Auburn players are aware of the scrutiny as well, and they know comparisons are inevitable to the team in Tuscaloosa.
"Everybody at Auburn should come in with the mindset of beating Alabama," said junior quarterback Bo Nix, who led the Tigers to a 48-45 upset thriller inside Jordan-Hare Stadium as a freshman but endured a 42-13 beatdown last year. "It's just important to us, and it's important to me. Obviously, I understand how it is beating them in 2019, and we have a lot of guys on our team who have beaten them. It's going to be one of the biggest, loudest games of the year. It always is, so we're just excited.
"I think there's a mutual respect between Auburn and Alabama. I think they know that they're going to Alabama to beat Auburn, and we are going to Auburn to beat Alabama. All the games are always respectful, and both sides appreciate the other for what they have to go through."
Junior linebacker Owen Pappoe thought it would be a good idea to discuss the Iron Bowl with Harsin not long after Harsin's arrival.
"I actually tried to talk to him, but he actually stopped me," Pappoe said. "He said, 'Look, man, we're going to take things one at a time. Focus on going 1-0 every week, and when we get there, we're going to deal with it.'"

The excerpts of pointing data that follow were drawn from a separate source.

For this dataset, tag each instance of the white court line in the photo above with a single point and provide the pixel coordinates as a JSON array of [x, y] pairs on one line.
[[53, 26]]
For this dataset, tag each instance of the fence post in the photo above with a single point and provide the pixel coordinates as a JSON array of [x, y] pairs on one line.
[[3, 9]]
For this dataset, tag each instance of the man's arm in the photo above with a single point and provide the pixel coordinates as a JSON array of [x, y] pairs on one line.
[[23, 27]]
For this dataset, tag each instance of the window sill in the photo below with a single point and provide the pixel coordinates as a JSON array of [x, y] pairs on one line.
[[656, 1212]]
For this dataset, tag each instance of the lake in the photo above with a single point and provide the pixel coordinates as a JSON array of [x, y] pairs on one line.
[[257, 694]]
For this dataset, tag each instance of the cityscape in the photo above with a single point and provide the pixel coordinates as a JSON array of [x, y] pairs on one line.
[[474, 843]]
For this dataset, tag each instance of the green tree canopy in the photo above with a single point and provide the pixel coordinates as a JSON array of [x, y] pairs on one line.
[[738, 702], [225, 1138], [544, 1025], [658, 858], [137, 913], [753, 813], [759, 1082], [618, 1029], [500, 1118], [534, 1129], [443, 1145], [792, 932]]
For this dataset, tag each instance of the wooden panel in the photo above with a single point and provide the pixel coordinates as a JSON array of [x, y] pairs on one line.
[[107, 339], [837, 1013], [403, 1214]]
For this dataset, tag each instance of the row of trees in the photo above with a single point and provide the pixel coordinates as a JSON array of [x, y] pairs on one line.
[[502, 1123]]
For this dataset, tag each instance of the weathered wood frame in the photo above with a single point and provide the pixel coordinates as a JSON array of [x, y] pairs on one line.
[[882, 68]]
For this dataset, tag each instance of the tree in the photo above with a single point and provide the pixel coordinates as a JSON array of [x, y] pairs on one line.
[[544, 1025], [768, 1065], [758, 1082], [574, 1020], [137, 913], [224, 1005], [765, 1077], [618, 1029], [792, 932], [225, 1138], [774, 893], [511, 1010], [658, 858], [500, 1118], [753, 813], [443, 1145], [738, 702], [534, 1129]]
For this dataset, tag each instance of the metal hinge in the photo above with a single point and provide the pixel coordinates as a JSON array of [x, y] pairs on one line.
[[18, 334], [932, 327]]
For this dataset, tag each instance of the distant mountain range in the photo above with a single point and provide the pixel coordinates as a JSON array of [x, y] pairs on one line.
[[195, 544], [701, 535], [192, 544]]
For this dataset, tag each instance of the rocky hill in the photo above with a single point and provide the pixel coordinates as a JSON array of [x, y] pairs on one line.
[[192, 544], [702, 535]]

The first head-to-head pairing of SEC teams this season is not one to be overlooked, as Missouri will travel to Kentucky on Sept. 11. The winner between Eli Drinkwitz's Tigers and the Wildcats of Mark Stoops would be viewed as the chief Eastern Division challenger to the top tandem of Georgia and Florida.
"I have a whole lot of respect for Coach Stoops and the job that he's done at Kentucky," Drinkwitz said Thursday. "He's probably the most consistent coach in our league outside of Coach Saban, and I just have a lot of respect for who he is and how he runs his program. It is absolutely going to be a tremendous challenge on the road.
"It's the first time we're going to face that kind of crowd, and there are going to be a lot of unknowns. Obviously, they have a new offensive coordinator, so you're not going to have a whole lot of tape on what they're going to do. Like any game in this league, it's going to be a tremendous challenge."
Missouri was 5-3 late last season before faltering against Georgia and Mississippi State and couldn't play in the Music City Bowl due to COVID-related issues. Kentucky had a 4-6 regular season before defeating North Carolina State in the Gator Bowl.
"I think we're all chasing to win the East," Drinkwitz said. "I don't know a team outside of Missouri that's won the East besides Georgia and Florida since we've joined the league, so we're all working to get there."
The SEC has a slew of head coaches who earned opportunities after stints as a coordinator, but Sam Pittman of Arkansas spent three decades as an offensive line coach before getting his break last year in Fayetteville.
"What many people don't realize is that if you're an offensive line coach, you talk to 20 people every day," Pittman said. "It's not like you have five guys in your room, so you are coordinating a team of basically half the offense. You have to understand secondary play because that helps you understand blitzes. You have to understand different fronts and what they mean, so you're very knowledgeable. All these offensive line coaches are.
"I certainly don't want to be the torch bearer. I don't want that kind of pressure on me, but I would like to see more if they're qualified and they're ready to go — I think a big part of me being a head coach at Arkansas was because I was there at Arkansas before. I had to be qualified, but I think a big part of mine was the passion I had for the University of Arkansas, too."